A análise da equipe do Salk foi diferente das abordagens anteriores adotadas por outros laboratórios para estudar o envelhecimento biológico. A maioria dos estudos anteriores concentrou-se em mudanças em apenas alguns locais de metilação do DNA, em vez de observar mudanças de expressão no genoma inteiro. O conjunto de dados também foi muito maior do que qualquer pesquisa desse tipo que já foi feita antes, porque incluiu muitas pessoas representando um intervalo de décadas. Os pesquisadores tornaram os dados públicos para que outros pesquisadores possam usá-los.

Para validar o algoritmo, a equipe também usou fibroblastos de 10 pacientes com progeria, uma doença genética caracterizada pelo envelhecimento acelerado. Com base na análise das assinaturas moleculares desses pacientes, que variavam de dois a oito anos, o modelo previu que eles teriam cerca de uma década a mais do que a idade do calendário.

“O fato de que nosso sistema pode prever esse tipo de envelhecimento mostra que este modelo está começando a chegar aos verdadeiros fundamentos da idade biológica”, diz Fleischer.

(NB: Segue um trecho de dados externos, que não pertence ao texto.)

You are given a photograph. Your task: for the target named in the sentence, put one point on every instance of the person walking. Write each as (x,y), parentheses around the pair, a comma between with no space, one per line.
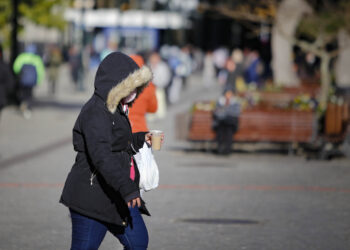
(102,188)
(145,103)
(30,71)
(53,66)
(7,82)
(225,119)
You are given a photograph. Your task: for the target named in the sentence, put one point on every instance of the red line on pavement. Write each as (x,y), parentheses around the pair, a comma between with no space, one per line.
(198,187)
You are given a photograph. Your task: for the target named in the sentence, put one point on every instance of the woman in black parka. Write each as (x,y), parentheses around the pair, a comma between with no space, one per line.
(102,188)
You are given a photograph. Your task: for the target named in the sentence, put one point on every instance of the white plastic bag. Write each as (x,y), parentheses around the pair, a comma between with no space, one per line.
(148,168)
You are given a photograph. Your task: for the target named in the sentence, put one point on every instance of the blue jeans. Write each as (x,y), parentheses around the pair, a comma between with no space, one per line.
(87,233)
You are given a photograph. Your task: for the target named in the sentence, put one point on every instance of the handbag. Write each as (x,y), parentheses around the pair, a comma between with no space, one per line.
(148,168)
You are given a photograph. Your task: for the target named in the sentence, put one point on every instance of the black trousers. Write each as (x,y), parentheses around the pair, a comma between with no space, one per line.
(224,137)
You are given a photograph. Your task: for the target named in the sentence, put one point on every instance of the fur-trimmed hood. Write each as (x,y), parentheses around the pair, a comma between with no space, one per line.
(117,76)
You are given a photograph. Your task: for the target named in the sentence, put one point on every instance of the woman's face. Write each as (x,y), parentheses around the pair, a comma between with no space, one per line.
(129,98)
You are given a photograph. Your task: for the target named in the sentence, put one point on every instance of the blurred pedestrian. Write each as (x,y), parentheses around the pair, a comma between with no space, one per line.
(30,70)
(7,82)
(145,103)
(254,68)
(102,188)
(76,67)
(208,75)
(226,121)
(161,79)
(54,61)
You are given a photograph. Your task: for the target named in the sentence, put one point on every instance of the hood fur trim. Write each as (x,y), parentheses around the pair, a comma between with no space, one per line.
(136,80)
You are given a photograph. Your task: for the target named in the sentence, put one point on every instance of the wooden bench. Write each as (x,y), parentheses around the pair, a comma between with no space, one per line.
(258,126)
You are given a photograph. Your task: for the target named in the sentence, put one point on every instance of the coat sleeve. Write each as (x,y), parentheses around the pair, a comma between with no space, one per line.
(113,166)
(138,139)
(152,99)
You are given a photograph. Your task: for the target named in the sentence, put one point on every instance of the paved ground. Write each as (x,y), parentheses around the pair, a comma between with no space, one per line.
(245,201)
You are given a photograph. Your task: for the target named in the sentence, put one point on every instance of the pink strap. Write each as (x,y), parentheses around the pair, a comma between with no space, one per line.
(132,170)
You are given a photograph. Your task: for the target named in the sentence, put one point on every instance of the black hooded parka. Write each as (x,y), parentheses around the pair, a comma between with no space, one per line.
(99,184)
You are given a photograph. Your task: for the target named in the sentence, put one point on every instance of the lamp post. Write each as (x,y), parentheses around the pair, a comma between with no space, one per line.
(14,21)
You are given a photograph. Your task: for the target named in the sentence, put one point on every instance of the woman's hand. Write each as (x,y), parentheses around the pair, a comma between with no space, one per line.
(148,138)
(134,202)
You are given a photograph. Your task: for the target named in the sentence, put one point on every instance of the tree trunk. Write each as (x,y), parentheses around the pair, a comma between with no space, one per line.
(325,79)
(342,72)
(288,16)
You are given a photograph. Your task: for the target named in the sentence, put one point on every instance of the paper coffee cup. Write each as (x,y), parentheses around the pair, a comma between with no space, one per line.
(156,139)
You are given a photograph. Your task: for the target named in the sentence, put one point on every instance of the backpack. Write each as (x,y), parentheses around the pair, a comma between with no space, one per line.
(28,75)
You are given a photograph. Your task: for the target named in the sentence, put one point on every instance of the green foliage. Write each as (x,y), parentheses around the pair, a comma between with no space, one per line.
(48,13)
(325,22)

Embora este estudo tenha descoberto biomarcadores relacionados à idade, os pesquisadores enfatizam que só porque algo é preditivo do envelhecimento não significa que é a causa do envelhecimento. Enquanto isso, no entanto, se as descobertas forem validadas, os médicos poderão usar esse tipo de análise para determinar quando começar a triagem de seus pacientes para condições relacionadas à idade e aconselhá-los sobre escolhas de estilo de vida saudável.

Mais pesquisas precisam ser feitas antes que qualquer tratamento preventivo possa ser desenvolvido. Um dos próximos passos desta pesquisa será procurar essas assinaturas em outros tipos de células.

“O envelhecimento é um fator determinante de muitas doenças, incluindo o mal de Alzheimer e outros problemas neurológicos”, conclui Navlakha. “Se formos capazes de mostrar que as mudanças que temos visto nos fibroblastos estão relacionadas com o envelhecimento em outros tipos de células, poderemos eventualmente usar essas assinaturas para desenvolver intervenções direcionadas”.